Profitability vs. growth: the key for a technology company to survive
It is no secret that the technology sector is not going through the best of times. We have seen several unicorns make drastic decisions about their businesses, announcing layoffs and exiting markets in which they were present in order to reduce costs and preserve their liquidity.
Growth is no longer enough
Over the past few years, technology companies, fuelled by the pandemic, have been playing an increasingly important role in everyday life. This boom saw many companies crowned as unicorns, thousands of hires made, and new markets opened up, all in a very short time.
However, many tech companies have developed in an unsustainable way, showing exponential growth at the cost of uncontrolled spending. Growing without generating profits was possible thanks to the high liquidity of the market, i.e., the large amounts of venture capital that funds were willing to invest in startups. In fact, in 2021, global venture capital investment in this sector reached $137.8bn, up from $57.7bn in 2020, according to Dealroom.
The situation has changed dramatically. Previously, the main indicator of how attractive a startup was, as well as its valuation, was growth. However, with rising interest rates and the Ukraine war, investors are becoming much more cautious about investing in startups, as they are concerned that they themselves will find it difficult to raise their own capital, so they value profitability as much, if not more, than exponential growth. This is why companies that have grown sustainably and are therefore not dependent on constant capital injections to run their business have become the desire of all investors.

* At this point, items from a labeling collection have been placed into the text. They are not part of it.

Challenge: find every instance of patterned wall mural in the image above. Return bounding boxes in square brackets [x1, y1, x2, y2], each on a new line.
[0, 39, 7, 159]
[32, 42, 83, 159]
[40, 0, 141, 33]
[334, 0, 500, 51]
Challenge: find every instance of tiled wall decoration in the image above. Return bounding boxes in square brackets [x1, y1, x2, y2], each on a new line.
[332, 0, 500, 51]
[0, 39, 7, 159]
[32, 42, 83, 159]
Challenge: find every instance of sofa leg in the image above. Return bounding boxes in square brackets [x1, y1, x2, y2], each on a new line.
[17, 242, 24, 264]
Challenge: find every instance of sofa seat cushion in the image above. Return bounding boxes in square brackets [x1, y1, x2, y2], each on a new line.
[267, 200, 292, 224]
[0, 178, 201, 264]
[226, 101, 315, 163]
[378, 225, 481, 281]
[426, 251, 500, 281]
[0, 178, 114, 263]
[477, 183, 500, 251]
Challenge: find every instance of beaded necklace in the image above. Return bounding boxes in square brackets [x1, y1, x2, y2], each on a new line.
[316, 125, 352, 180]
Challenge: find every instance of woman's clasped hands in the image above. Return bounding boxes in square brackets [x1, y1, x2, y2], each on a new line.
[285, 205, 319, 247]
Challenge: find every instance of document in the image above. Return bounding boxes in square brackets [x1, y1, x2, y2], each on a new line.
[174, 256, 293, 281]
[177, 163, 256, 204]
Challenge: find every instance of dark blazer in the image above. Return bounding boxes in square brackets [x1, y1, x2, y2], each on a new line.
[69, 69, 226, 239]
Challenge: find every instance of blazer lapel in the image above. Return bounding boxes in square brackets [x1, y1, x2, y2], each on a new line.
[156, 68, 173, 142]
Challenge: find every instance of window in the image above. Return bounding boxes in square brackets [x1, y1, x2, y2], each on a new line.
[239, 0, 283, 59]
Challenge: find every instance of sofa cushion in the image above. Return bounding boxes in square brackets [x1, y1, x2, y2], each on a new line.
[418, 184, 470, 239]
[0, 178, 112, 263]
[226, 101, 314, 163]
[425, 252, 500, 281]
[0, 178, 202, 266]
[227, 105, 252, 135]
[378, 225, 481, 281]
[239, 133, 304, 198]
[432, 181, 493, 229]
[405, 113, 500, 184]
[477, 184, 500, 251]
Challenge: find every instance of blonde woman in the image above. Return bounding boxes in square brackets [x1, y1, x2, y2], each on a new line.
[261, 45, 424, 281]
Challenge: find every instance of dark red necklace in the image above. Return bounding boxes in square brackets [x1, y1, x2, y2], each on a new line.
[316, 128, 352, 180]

Spanish scaleup Tiko: an example of sustainable growth
As a technology company, Tiko is in an advantageous position. Since its foundation, the Spanish Proptech has had the maxim of sustainable growth, showing the best unit economics in the industry, before starting its international expansion.
One of the keys to this sustainable growth has been technology, which has allowed it to process a very high volume of applications, equivalent to 30% of the transactions that take place in the cities where Tiko is present.
"We are in a safe sector, people always want to buy and sell houses, especially in the markets where we operate. In fact, every nine minutes we receive a new request for an offer on a new property from an individual," said Sina Afra, CEO of the company.
Thanks to its technological and team efficiency, in the first five months of 2022 alone Tiko has reached 2021 total revenues with a gross margin of 15.1%, a record figure that surpasses Opendoor, the leader in this vertical in the US, which closed the first quarter at 10.2%. "Fast growth is no longer enough, a startup needs profits to survive in this new scenario," says Afra, who also reveals that they have a positive cumulative EBITDA so far this year, which will allow them to emerge stronger from this new cycle.
"We act, we don't react. We are prepared for whatever may happen and we prefer to grow more slowly, but making profits and making sure that it is sustainable growth, which does not endanger the company or the team", concluded Afra. This doesn’t mean the company hasn’t scaled, in fact, they are growing with over 230% YoY.